Tayo Johnson, a student in the Integrated Term, "Fate of the Earth 101," with other Augsburg students at the State Capitol, during the 350 Day of Action.
Tayo Johnson, a student in the Integrated Term, “Fate of the Earth 101,” with other Augsburg students at the State Capitol, during the 350 Day of Action.

What happens when you combine 50 first-year students, five professors, a gigantic problem, and no traditional grades? In the case of Augsburg’s Integrated Term, you get a pretty interesting story.

Here’s a quick primer on the iTerm.

For the students in the iTerm and the five faculty members teaching it—Phil Adamo, Lars Christiansen, Robert Cowgill, Lori Brandt Hale and Colin Irvine—this is their entire load of courses for the semester. The focus of the iTerm is on the Fate of the Earth: Food, Fuel and Consumption.

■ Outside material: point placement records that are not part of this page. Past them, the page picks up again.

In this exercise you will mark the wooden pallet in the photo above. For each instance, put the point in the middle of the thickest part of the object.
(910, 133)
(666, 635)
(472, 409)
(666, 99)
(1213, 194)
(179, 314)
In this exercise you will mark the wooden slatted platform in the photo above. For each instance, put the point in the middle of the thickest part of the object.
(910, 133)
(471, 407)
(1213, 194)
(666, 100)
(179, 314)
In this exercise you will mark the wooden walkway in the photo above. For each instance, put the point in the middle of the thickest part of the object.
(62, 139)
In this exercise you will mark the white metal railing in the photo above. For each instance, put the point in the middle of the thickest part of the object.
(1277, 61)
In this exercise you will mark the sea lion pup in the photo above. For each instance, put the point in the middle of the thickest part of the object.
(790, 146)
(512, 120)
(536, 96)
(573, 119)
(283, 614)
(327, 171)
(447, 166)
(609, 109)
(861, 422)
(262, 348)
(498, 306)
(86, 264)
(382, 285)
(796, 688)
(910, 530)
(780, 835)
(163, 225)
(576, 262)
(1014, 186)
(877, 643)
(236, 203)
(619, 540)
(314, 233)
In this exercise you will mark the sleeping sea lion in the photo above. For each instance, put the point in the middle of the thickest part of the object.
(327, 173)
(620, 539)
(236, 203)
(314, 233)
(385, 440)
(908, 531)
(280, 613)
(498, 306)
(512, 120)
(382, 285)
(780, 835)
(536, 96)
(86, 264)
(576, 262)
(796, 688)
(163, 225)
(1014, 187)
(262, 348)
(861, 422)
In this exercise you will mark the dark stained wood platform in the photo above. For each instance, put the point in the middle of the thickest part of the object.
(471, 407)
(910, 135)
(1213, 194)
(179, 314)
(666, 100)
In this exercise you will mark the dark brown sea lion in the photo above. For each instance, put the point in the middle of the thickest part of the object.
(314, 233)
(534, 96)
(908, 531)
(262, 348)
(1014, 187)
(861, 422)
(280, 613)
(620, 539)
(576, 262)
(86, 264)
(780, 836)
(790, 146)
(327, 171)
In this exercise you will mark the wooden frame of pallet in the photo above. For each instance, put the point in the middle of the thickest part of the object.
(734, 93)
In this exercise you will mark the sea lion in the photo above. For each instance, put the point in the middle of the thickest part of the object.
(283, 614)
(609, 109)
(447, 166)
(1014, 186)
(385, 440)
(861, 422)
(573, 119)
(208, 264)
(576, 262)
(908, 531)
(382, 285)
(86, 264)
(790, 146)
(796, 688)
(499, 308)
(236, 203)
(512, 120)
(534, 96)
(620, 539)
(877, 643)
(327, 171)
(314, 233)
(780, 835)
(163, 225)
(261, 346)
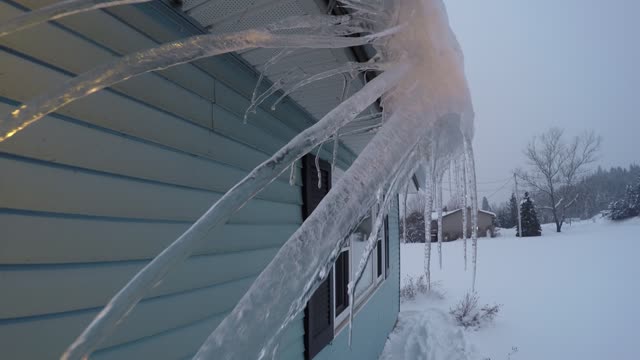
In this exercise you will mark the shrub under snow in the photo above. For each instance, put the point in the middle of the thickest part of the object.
(467, 314)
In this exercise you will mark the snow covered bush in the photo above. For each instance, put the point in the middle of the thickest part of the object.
(628, 206)
(413, 288)
(467, 314)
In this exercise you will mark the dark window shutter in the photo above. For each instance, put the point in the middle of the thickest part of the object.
(342, 282)
(386, 245)
(318, 315)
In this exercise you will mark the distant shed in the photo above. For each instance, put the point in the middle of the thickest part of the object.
(452, 224)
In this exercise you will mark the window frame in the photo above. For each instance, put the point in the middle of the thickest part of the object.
(341, 318)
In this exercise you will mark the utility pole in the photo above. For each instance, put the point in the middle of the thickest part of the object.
(515, 178)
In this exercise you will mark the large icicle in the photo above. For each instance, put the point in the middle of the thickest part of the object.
(438, 187)
(283, 288)
(428, 209)
(407, 167)
(168, 55)
(473, 192)
(465, 207)
(350, 67)
(222, 210)
(57, 11)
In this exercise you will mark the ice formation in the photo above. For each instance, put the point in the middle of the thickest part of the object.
(426, 119)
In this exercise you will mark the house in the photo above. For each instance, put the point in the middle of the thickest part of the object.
(93, 192)
(452, 224)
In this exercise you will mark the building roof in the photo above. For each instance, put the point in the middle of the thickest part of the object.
(434, 215)
(317, 99)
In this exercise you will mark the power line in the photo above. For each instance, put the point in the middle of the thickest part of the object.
(500, 188)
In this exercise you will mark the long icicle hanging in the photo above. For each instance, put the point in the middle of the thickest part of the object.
(465, 208)
(428, 208)
(120, 305)
(404, 211)
(169, 55)
(471, 184)
(382, 205)
(438, 187)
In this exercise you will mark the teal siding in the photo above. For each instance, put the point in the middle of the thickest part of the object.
(91, 193)
(375, 320)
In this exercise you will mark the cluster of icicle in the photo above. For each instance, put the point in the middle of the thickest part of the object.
(426, 121)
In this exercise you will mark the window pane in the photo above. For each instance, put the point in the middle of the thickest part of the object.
(342, 280)
(358, 244)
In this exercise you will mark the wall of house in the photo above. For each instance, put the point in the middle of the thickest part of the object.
(375, 320)
(452, 225)
(90, 194)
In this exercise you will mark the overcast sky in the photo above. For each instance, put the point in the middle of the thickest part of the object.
(533, 64)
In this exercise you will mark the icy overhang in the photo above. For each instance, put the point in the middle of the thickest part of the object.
(220, 16)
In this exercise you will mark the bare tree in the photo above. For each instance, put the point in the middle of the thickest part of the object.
(556, 165)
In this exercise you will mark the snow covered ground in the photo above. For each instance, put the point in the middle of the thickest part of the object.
(573, 295)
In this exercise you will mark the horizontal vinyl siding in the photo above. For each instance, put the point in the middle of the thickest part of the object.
(375, 320)
(90, 194)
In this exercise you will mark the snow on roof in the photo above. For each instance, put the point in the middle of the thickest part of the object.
(434, 215)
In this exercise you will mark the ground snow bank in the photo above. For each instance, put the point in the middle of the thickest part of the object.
(426, 335)
(569, 295)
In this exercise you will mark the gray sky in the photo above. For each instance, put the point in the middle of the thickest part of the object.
(533, 64)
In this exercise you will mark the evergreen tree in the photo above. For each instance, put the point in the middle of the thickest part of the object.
(485, 204)
(628, 206)
(530, 224)
(513, 211)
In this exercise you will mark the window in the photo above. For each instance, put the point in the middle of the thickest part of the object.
(329, 304)
(374, 272)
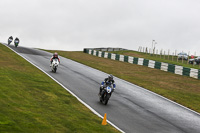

Students who complete the term will receive credit for either English 101 or English 111 (writing), Religion 100 (Christian Vocation and the Search for Meaning I), History 101 (Western Civilization), Sociology 121 (Intro to Human Society) and AugSem. They will also complete their Engaging Minneapolis requirement.

What the students won’t receive, however, is a traditional letter grade for the term. Instead, they will receive written evaluations from each of the faculty members teaching the class.

One of the goals is to get students out of the routine of simply working for a grade. Many students learn how to get a good grade rather than learning how to learn. The hope is that this term changes some of that.

“The hope is that students will develop a different attitude toward learning, and even some ability to evaluate their own work,” Adamo said. “Hopefully they get to a point where they say, ‘Wow, I get it.’ And then going into the second semester, they don’t retract back like a big rubber band. When you say no grades, students’ eyes light up. But no grades does not mean no evaluation.”

Because of the unique nature of the program, a reporter from the Minneapolis Star Tribune visited the Augsburg campus and the class several times this month. On Saturday, the story, entitled, “Learning for the sake of learning,” was published.